3. A combinação do valor do produto com o valor do cliente
Ainda que o seu negócio passe a centrar-se no cliente e nas suas necessidades, seria um passo suicida abdicar totalmente do foco no produto. Afinal, se for criado a pensar nas necessidades do cliente, o produto tem valor para ele, e por isso é importante comunicar esse valor.
Chegamos, assim, à urgência de encontrar o ponto de equilíbrio de valor entre o cliente e o produto ou serviço que fazemos para ele. Centrar-se no cliente é criar o que ele precisa e comunicar-lhe isso mesmo, fazendo-o sentir-se parte importante e indispensável do processo – o centro do negócio, portanto.

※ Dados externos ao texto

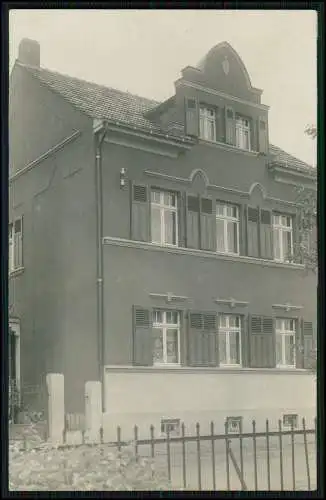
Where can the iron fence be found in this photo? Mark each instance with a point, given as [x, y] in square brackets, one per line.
[282, 459]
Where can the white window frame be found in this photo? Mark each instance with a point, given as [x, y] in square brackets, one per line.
[164, 326]
[241, 130]
[226, 220]
[227, 330]
[283, 333]
[163, 209]
[12, 245]
[14, 325]
[207, 121]
[282, 228]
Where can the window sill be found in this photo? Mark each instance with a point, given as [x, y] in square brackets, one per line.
[228, 147]
[202, 370]
[120, 242]
[16, 272]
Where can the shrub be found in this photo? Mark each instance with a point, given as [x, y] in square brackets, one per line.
[98, 467]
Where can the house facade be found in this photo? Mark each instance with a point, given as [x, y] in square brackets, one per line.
[151, 247]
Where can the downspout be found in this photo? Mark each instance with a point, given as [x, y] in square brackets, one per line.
[99, 138]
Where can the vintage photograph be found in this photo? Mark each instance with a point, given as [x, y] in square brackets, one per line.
[162, 246]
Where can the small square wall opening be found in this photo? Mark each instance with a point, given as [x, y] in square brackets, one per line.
[290, 420]
[171, 426]
[234, 425]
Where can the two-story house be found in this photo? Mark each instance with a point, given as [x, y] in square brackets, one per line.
[151, 246]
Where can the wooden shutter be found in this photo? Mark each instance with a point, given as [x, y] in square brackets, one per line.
[230, 126]
[252, 232]
[142, 337]
[266, 234]
[140, 213]
[308, 344]
[207, 225]
[18, 243]
[191, 117]
[182, 200]
[262, 136]
[262, 342]
[243, 230]
[220, 125]
[193, 222]
[245, 341]
[202, 339]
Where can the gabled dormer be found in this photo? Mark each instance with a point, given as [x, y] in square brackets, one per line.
[216, 102]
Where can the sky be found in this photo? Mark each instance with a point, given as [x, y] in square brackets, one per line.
[144, 51]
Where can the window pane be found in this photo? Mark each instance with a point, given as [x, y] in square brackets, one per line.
[219, 209]
[232, 237]
[155, 196]
[220, 243]
[222, 347]
[156, 224]
[158, 317]
[289, 350]
[170, 227]
[170, 199]
[278, 349]
[234, 321]
[234, 338]
[172, 317]
[172, 346]
[158, 346]
[277, 245]
[286, 243]
[222, 320]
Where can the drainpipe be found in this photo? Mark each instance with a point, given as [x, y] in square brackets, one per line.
[99, 138]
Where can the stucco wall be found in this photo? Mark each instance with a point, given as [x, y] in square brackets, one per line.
[143, 398]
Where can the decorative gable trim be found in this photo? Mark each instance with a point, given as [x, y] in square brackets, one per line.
[182, 83]
[169, 297]
[188, 180]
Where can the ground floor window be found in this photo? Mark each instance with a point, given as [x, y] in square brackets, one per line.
[166, 331]
[229, 340]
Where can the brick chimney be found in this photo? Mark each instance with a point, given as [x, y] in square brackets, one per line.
[29, 52]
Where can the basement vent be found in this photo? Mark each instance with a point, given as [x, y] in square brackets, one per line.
[234, 425]
[290, 420]
[171, 426]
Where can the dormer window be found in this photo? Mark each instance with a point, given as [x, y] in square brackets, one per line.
[207, 123]
[242, 133]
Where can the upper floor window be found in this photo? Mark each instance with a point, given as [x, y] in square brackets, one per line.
[283, 237]
[207, 123]
[166, 331]
[229, 339]
[242, 133]
[285, 342]
[227, 228]
[164, 218]
[15, 245]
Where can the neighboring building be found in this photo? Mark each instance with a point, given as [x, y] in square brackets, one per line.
[150, 246]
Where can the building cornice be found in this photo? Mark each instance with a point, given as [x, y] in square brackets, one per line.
[121, 242]
[215, 187]
[45, 155]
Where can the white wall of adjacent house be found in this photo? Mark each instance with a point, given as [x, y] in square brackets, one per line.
[146, 398]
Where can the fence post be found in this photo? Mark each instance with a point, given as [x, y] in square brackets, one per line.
[93, 410]
[56, 408]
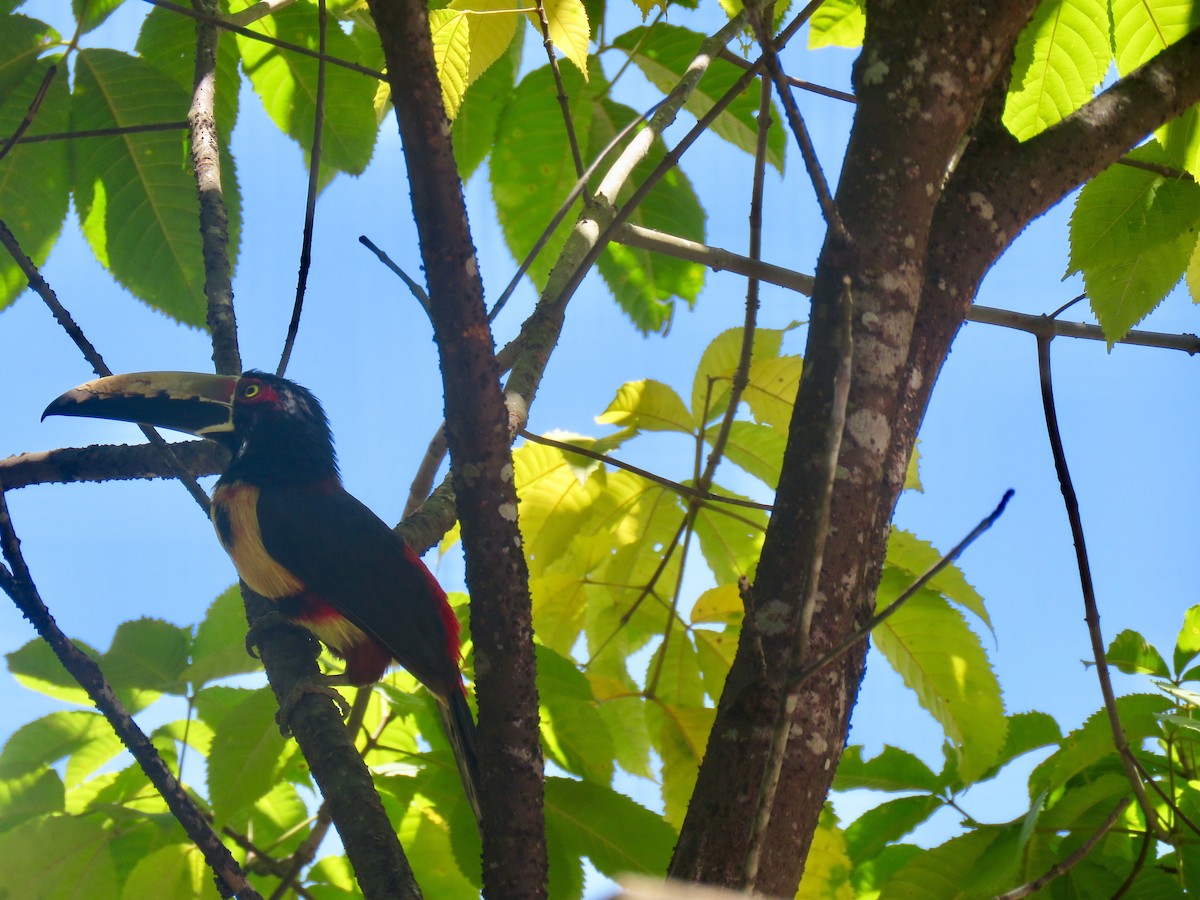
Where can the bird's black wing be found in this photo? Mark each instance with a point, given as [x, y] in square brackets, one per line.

Lembre-se, no entanto, de que diferentes clientes vão valorizar características diferentes no seu negócio – o que obriga a uma comunicação dedicada. É, por isso, natural que comunique a eficiência de um processo a um fornecedor e a utilidade de um produto a um consumidor final. A mensagem não tem de (nem deve) ser a mesma para todos, mas deve fazer convergir a sua oferta com a procura daquele cliente específico.
4. A responsabilização
Uma missão a sério tem de ter um líder que se responsabiliza por ela e pelos resultados obtidos. Até aqui nada de novo para qualquer gestor, mas coloca-se o desafio de uma missão que se quer abrangente, ou seja, que tem de atrair todos os departamentos e grupos dentro da empresa.
Se vai escolher um responsável para liderar a centralização do negócio no cliente (como um CCO – Chief Customer Officer), tenha o cuidado de não o associar a um departamento específico, já que corre o risco de a missão ser percebida como pertencendo apenas a um grupo de pessoas. Se o objetivo é envolver toda a gente, crie um líder autónomo, visto como um gestor específico para aquele tema e não como um gestor de outro projeto que, nos tempos livres, assume também aquele desafio. Faça por manter clara a mensagem de que o “cliente-centrismo” é uma cultura abrangente, de toda a empresa, e gerida por um departamento especial e específico.
Negócio centrado no cliente: como começar?
Implementar a cultura “cliente-centrista” numa empresa, previno já, está longe de ser fácil e é um projeto que se quer abordado a longo prazo. Não conte com transformações visíveis no imediato, mas aposte em avaliações periódicas e notará a evolução, até porque, certamente não será novidade para si, o cliente gosta de se sentir especial e considerado como um todo, ou seja, como um ser completo, com necessidades, desejos e objetivos, e não como um número ou como uma lead.
Já agora, tire o máximo proveito de todas as tecnologias disponíveis. Recolha e analise informação, conheça os seus clientes e acompanhe-os sem falhas ao longo de todo o percurso – tudo se torna mais fácil com a ajuda da automação.